Nessuna normativa che legiferi sul vino naturale in quanto tale, da intendere nell’accezione più semplice: vino prodotto in modo genuino. Parlare, ma soprattutto produrre vino naturale significa ritornare alle origini, limitare al massimo l’intervento dell’uomo se non per eliminare quelle problematiche che si presenterebbero in vigna e in cantina e che creerebbero non pochi problemi al vino stesso.

Per Calabretta solo capendo l’evoluzione storica si può capire ciò che è accaduto nel mondo, in Italia e anche nella sua zona, Cirò, dove per molti anni la tendenza è stata quella di assecondare il mercato, spingendo al massimo la produzione, “consumando” i terreni, abbassando i prezzi, standardizzando tutto. «L’obiettivo era quello di creare ricchezza attraverso una produzione quantitativamente importante, cosa che si è rilevata un insuccesso, e Cirò è stato un territorio che ha pagato un prezzo troppo caro. Da questo punto in poi ci si è resi conto dei danni che si stavano facendo in Calabria, ma non solo e, con l’andare del tempo, spontaneamente, le persone hanno cercato di ribaltare la situazione. I piccoli artigiani del vino hanno preso coscienza».

Erano gli anni ’80 e ’90, per Multari il periodo barocco della produzione dei vini, dove la tendenza era costruire vini irreali senza più nessun legame con il territorio. L’epoca, ha sottolineato il concetto Calabretta, non del territorio ma dei guru del vino. Negli anni le prospettive sono cambiate il vino ha sempre di più e con maggior vigore acquisito una funzione cultura importante e, in Calabria, in particolar modo negli ultimi decenni, si è verificata la stessa cosa.
«A Cirò, io e un gruppo di piccoli produttori ci siamo trovati di fronte alla narrazione di una “leggenda” che parlava di un vino storico, con determinate e precise caratteristiche che ad un certo punto non è andato più bene per il gusto che pretendeva il mercato. La visione internazionale esigeva altro! Per noi ora l’importante è che quello che produciamo venga apprezzato, non possiamo pretendere che piaccia e tutti. Con questa visione, la nostra visione, non si fa industria, si rimane contadini, vivendo del proprio lavoro con la consapevolezza che portiamo avanti la nostra identità. Nel nostro territorio – ha proseguito Calabretta – non abbiamo un’eredità di vignaioli artigiani alle spalle e quindi tutte le decisioni che prendiamo sono a nostro rischio e pericolo. Il valore più grande è che questo tipo di lavoro crea la necessità di fare comunità, dove sapere ed esperienze vengono condivise. Per fare questi vini, per capirli, ci capita sempre più spesso di sederci intorno ad un tavolo, degustare, raccontare il lavoro che si fa. Ci siamo accorti di aree differenti di uno stesso territorio che con la tecnologia di cantina erano andati persi».

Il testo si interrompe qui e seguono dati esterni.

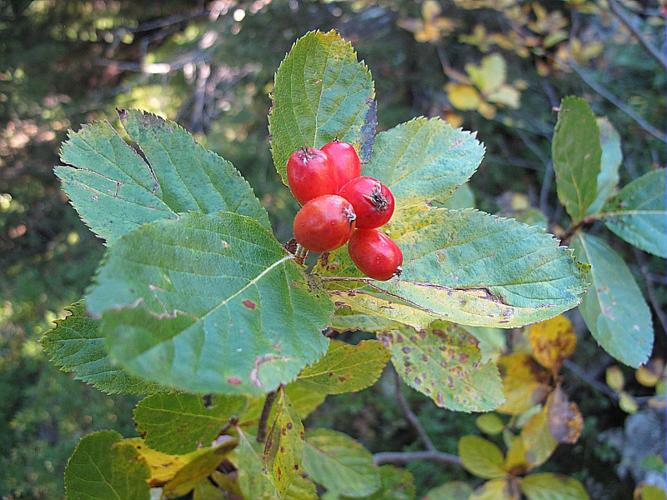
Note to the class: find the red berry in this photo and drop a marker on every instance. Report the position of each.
(375, 254)
(344, 160)
(310, 174)
(324, 223)
(372, 201)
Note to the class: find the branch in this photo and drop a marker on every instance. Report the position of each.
(264, 418)
(402, 457)
(603, 92)
(622, 16)
(410, 415)
(650, 292)
(598, 386)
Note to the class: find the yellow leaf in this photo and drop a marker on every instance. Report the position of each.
(525, 383)
(651, 373)
(538, 442)
(627, 403)
(487, 110)
(497, 489)
(462, 96)
(490, 75)
(552, 341)
(454, 119)
(506, 95)
(163, 467)
(614, 378)
(564, 418)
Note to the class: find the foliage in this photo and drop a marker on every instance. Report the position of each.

Si è anche parlato di sensazioni fisiche ed energetiche differenti tra un vino convenzionale ed un vino naturale, evitando di fare l’errore di pensare che un vino naturale sia quello senza solfiti. A prevalere è la qualità del territorio, la tecnica che piano piano si affina, la fermentazione spontanea senza controllo della temperatura, credendo nell’espressione della vigna e del vitigno.